ON TARGET: "The Interview" more offensive than North Korea's response

As the world devolves into a series of violent bloodlettings in Iraq, Syria, Libya, Afghanistan and Nigeria, and international brinkmanship pushes NATO ever closer to an armed clash with Russia over Ukraine, it is interesting to note that the power of propaganda remains undiminished in this so-called era of enlightenment generated by the Internet.

One of the clearest examples of this would be the furor created by Sony Pictures with its new film The Interview. The basic plot centres on two American journalists acquiring access to North Korean dictator Kim Jong-un, and that rare opportunity prompts the CIA to ask the reporters to assassinate him.

Not surprisingly, when the North Koreans learned that this film ends with the death of their actual leader and that the movie is considered a comedy, they took offence. A group calling themselves the Guardians of Peace subsequently hacked into Sony’s corporate computers, whereupon they uncovered a treasure trove of embarrassing material. The nature of the material hacked and released to the media was not a threat to U.S. national security or global peace, but rather petty backbiting by Hollywood stars. Who would have thought that some actors find it difficult to work with Angelina Jolie?

While the disclosed material might have caused a few cheeks to redden at Sony headquarters, it was hardly an attack against U.S. interests. Then, of course, the Guardians of Peace went the extra nine yards by invoking the terror spectre of 9-11. The claim was made that if The Interview was released in theatres, there would be a wave of attacks mounted against those cinemas that dared to show the film.

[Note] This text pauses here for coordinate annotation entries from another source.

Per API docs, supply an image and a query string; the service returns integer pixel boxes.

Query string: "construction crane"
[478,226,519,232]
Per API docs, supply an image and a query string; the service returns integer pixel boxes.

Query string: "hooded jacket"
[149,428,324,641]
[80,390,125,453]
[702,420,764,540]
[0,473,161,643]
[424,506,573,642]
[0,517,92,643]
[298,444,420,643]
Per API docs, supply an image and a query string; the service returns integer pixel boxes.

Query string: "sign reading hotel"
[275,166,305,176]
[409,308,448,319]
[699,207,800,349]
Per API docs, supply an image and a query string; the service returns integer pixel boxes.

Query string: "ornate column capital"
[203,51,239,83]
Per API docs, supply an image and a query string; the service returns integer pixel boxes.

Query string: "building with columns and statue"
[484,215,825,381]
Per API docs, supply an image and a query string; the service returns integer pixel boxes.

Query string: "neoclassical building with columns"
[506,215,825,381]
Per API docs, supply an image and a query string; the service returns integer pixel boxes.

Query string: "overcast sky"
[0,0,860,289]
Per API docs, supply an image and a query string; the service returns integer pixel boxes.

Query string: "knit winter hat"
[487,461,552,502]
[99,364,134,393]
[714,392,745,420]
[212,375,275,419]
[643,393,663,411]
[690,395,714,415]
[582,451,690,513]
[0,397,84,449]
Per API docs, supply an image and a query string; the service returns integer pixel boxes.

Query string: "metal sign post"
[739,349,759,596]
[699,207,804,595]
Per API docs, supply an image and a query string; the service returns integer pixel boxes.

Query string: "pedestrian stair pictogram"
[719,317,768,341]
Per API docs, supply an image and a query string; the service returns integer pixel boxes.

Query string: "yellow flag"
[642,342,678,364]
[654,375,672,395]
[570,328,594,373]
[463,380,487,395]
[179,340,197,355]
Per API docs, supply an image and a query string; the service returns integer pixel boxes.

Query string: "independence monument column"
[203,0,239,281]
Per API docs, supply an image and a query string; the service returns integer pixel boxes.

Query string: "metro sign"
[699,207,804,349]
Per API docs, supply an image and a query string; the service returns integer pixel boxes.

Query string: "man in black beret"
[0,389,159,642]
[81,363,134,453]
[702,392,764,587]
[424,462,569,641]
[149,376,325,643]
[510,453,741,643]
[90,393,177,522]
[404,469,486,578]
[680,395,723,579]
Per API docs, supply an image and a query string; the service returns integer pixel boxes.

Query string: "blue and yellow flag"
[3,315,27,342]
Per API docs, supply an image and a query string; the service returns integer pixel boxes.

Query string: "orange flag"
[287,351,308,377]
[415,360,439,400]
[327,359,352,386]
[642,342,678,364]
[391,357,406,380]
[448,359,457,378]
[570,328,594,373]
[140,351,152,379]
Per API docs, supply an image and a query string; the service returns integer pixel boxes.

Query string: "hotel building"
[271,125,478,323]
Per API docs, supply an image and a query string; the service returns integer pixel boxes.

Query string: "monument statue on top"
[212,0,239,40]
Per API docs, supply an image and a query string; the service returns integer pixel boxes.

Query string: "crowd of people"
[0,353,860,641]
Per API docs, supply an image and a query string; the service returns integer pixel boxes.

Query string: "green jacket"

While it seems highly dubious that these unknown hackers could step up their game from stealing emails to bombing cinemas, the movie theatre owners were not prepared to take that risk. When Sony subsequently took the unprecedented step of postponing the release of The Interview in any form (even direct to DVD), the media backlash was intense. Commentators wailed that America’s First Amendment right to free speech was heavily violated, and that North Korea was now effectively Hollywood’s most powerful censor.

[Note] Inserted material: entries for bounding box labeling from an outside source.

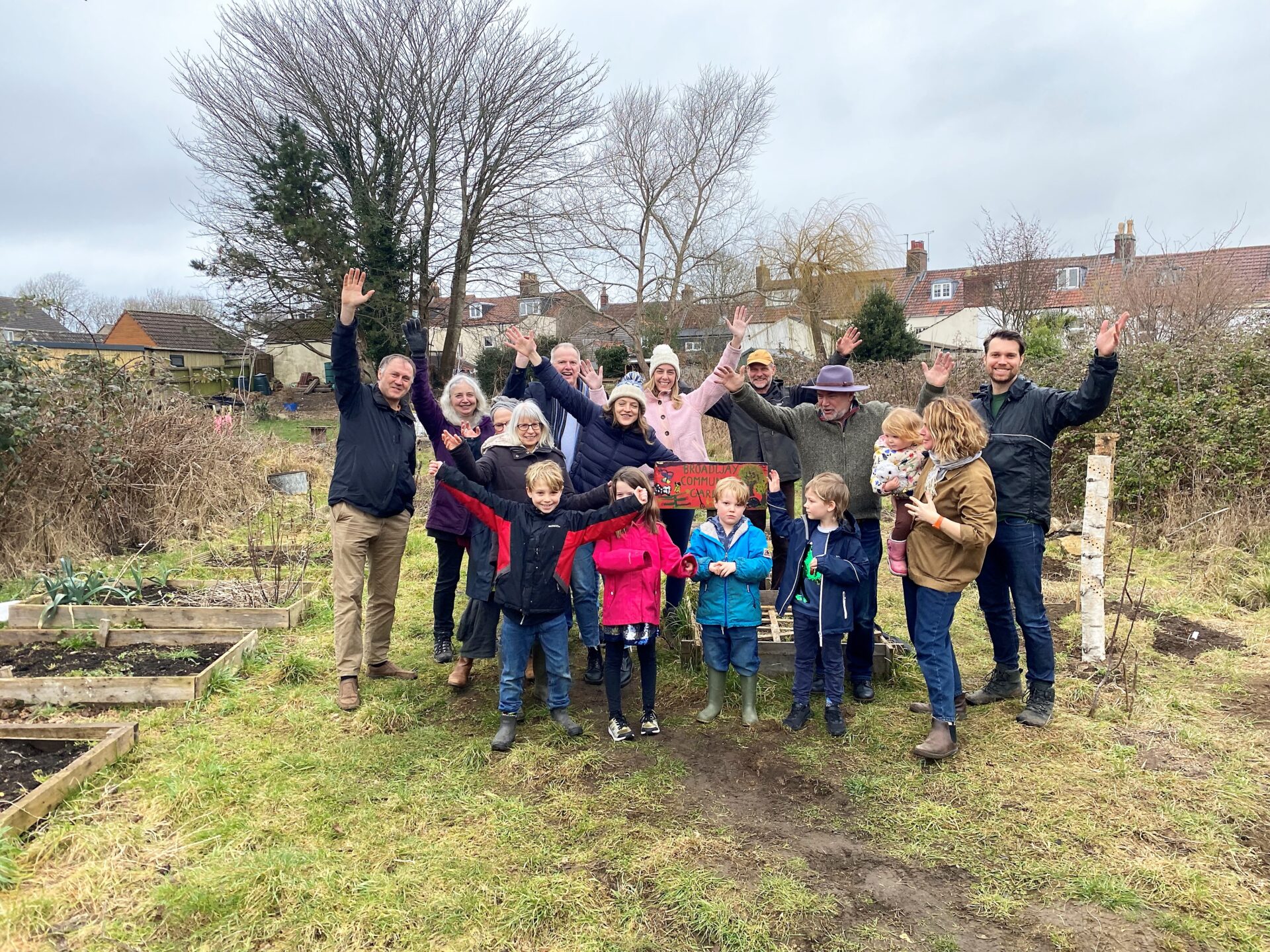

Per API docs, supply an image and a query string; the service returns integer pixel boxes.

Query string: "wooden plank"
[194,631,259,698]
[1081,456,1111,662]
[0,723,137,835]
[0,628,243,647]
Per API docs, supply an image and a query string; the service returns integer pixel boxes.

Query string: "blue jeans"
[565,542,599,647]
[978,516,1054,683]
[848,519,881,684]
[701,625,758,678]
[661,509,697,608]
[498,613,570,713]
[904,576,961,723]
[792,612,843,707]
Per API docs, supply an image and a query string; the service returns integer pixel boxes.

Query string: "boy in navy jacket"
[767,469,872,738]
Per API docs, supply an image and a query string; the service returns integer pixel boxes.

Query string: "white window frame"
[1054,264,1085,291]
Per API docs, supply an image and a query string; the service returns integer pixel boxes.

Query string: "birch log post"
[1081,456,1111,661]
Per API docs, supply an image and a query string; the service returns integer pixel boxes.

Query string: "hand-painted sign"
[653,463,767,509]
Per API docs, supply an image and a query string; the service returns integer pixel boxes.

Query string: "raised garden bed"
[9,579,318,628]
[0,628,257,705]
[0,723,137,836]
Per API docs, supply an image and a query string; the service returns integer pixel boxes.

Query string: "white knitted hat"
[648,344,679,377]
[605,371,648,410]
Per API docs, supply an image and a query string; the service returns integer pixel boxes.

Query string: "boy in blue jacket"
[767,469,872,738]
[689,476,772,727]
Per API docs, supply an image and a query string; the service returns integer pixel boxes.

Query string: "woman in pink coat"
[644,307,749,608]
[595,466,697,740]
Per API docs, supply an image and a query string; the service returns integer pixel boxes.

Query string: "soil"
[0,641,233,678]
[0,738,91,810]
[645,727,1175,952]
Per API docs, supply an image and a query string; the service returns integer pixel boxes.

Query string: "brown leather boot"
[913,720,956,760]
[446,655,472,688]
[366,661,419,680]
[335,678,362,711]
[908,693,970,721]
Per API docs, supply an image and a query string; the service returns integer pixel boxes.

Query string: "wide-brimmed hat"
[812,364,868,393]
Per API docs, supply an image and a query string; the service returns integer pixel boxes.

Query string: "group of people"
[329,269,1128,759]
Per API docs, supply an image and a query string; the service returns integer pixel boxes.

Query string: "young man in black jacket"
[428,461,643,750]
[922,313,1129,727]
[326,268,415,711]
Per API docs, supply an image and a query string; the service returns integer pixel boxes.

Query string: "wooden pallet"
[0,723,137,836]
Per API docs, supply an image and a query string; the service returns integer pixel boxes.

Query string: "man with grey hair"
[503,340,606,472]
[326,268,415,711]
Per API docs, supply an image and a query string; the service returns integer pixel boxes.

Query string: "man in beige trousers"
[326,268,418,711]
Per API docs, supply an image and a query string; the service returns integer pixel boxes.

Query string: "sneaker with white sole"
[609,716,635,741]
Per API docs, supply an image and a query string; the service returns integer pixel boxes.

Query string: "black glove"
[402,317,428,358]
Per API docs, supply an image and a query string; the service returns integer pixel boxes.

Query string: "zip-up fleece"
[326,319,415,519]
[595,519,697,625]
[767,491,876,645]
[689,518,767,628]
[437,466,640,625]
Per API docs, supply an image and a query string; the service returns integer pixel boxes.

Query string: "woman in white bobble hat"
[644,307,749,608]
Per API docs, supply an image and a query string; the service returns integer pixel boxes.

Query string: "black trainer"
[581,647,605,684]
[824,705,847,738]
[781,703,812,731]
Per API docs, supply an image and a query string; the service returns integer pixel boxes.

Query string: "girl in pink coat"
[595,466,697,740]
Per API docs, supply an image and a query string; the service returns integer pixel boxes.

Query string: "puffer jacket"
[326,320,415,519]
[970,354,1120,531]
[689,518,767,628]
[767,491,872,643]
[644,341,740,463]
[453,433,609,602]
[595,519,697,625]
[437,466,640,625]
[533,360,682,493]
[410,356,494,536]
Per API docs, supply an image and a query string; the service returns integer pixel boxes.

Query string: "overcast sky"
[0,0,1270,296]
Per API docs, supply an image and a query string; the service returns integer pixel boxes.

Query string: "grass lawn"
[251,416,339,446]
[0,500,1270,952]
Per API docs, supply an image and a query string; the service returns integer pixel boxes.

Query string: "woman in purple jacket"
[402,319,494,664]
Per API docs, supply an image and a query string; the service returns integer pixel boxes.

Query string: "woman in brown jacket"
[904,397,997,760]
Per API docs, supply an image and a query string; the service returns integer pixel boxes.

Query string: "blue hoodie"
[767,491,872,637]
[687,516,772,628]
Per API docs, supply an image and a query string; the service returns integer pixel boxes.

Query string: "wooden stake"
[1081,456,1111,661]
[1093,433,1120,555]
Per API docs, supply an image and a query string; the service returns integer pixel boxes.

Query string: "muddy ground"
[0,643,233,678]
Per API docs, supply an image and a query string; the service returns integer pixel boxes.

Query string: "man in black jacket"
[922,313,1129,727]
[326,268,415,711]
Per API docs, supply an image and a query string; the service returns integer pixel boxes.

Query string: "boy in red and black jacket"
[428,461,640,750]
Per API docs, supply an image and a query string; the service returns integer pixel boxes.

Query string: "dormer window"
[1054,266,1085,291]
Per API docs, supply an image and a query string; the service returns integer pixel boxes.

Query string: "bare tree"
[969,208,1062,333]
[758,199,885,363]
[441,9,605,376]
[533,67,773,363]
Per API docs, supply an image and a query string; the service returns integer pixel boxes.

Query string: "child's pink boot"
[886,538,908,576]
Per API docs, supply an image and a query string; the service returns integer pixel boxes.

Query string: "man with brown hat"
[715,355,951,703]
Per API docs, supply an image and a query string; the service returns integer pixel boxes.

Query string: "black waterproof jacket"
[437,466,643,625]
[326,320,415,519]
[706,377,816,483]
[970,354,1120,531]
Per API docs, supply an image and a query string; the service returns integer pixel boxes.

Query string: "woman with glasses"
[446,400,609,688]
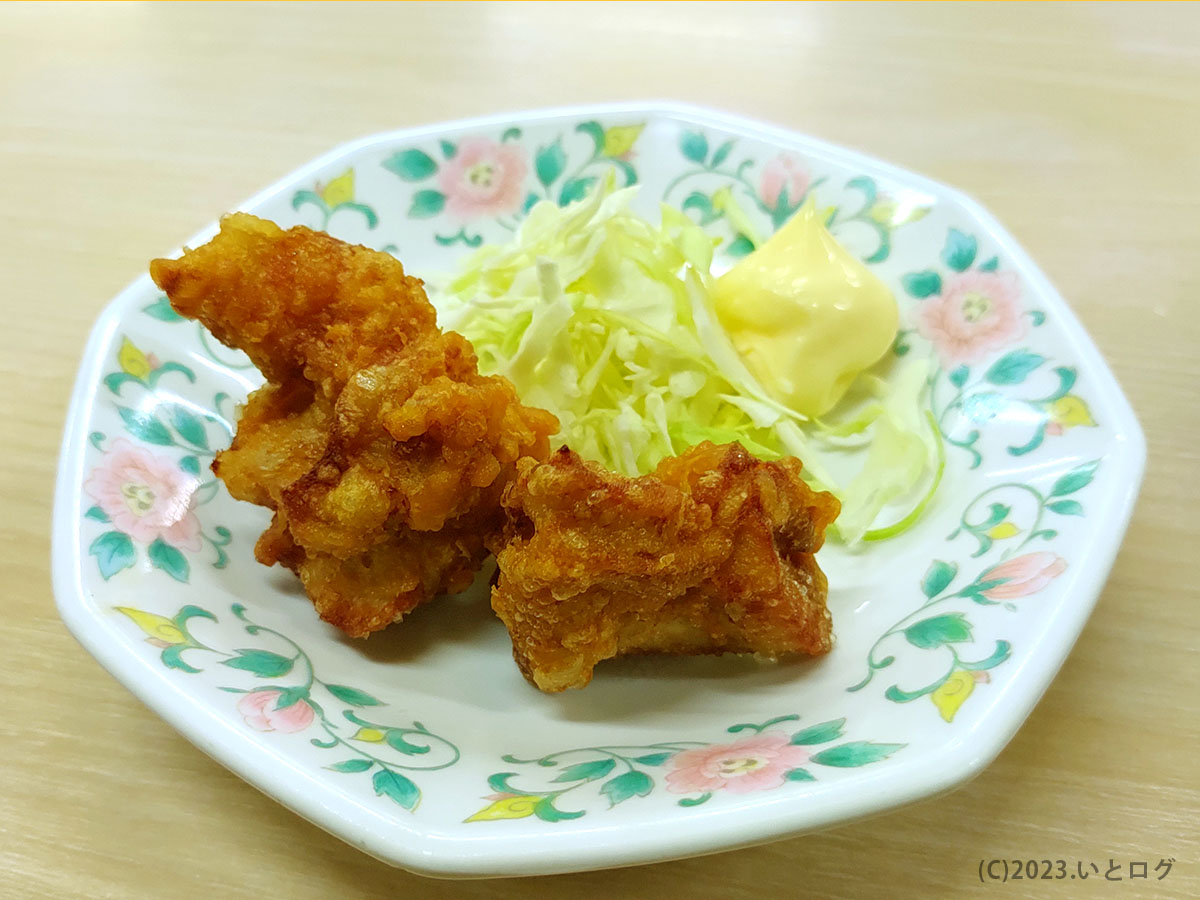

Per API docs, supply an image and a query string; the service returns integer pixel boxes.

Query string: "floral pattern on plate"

Prominent actors denounced Sony’s decision to postpone the release as being cowardly. The CIA deepened the animosity by claiming it had proof that North Korea was responsible for the original hacking of Sony’s computers. This would be the same CIA that claimed to have proof of Iraq’s non-existent arsenal of weapons of mass destruction, which led to the disastrous invasion of the country in 2003, and the unchecked wave of deadly violence that continues to this day. But I digress.

In the end, Sony did release the movie on Christmas Day at select theatres and through online purchase.

However, at no point in the debate about free speech did anyone stop to ask about such trifling matters as common decency and common sense. The plot of this movie is to kill an actual living national leader. Kim Jong-un has been pilloried in the West in the same ruthless manner that his father, Kim Jong-il, was during his 17-year rule. For decades, North Korea has been listed as a rogue state by the U.S. and, as such, it has been isolated from the international community through embargoes and blockades.

Since diplomatic ties have been cut for so long, and because there are no independent international media sources based in Pyongyang, much of what we are told of Kim Jong-un’s behaviour and eccentricities stem from unconfirmed rumours.

One bizarre story recently claimed that Kim Jong-un had decreed that every male in North Korea must, by law, adopt his distinctive haircut. While this would certainly be proof of the man’s megalomaniacal madness, in the photo accompanying the story, Kim Jong-un is flanked by two senior army officers who are both sporting sideburns, rather than their leader’s preferred shaved sides with a plush pelt on top.

Regardless of this real or imagined proclivity, and the heavy-handedness of the despotic North Korean government, Kim Jong-un is a living, breathing, real human being. To make a movie about killing him and call it a comedy is not about free speech, it is about poor taste. I believe Canadians of all political leanings would find it appalling if another nation produced a film wherein the climactic scene is the assassination of Prime Minister Stephen Harper, and it was supposed to be funny. I know I would.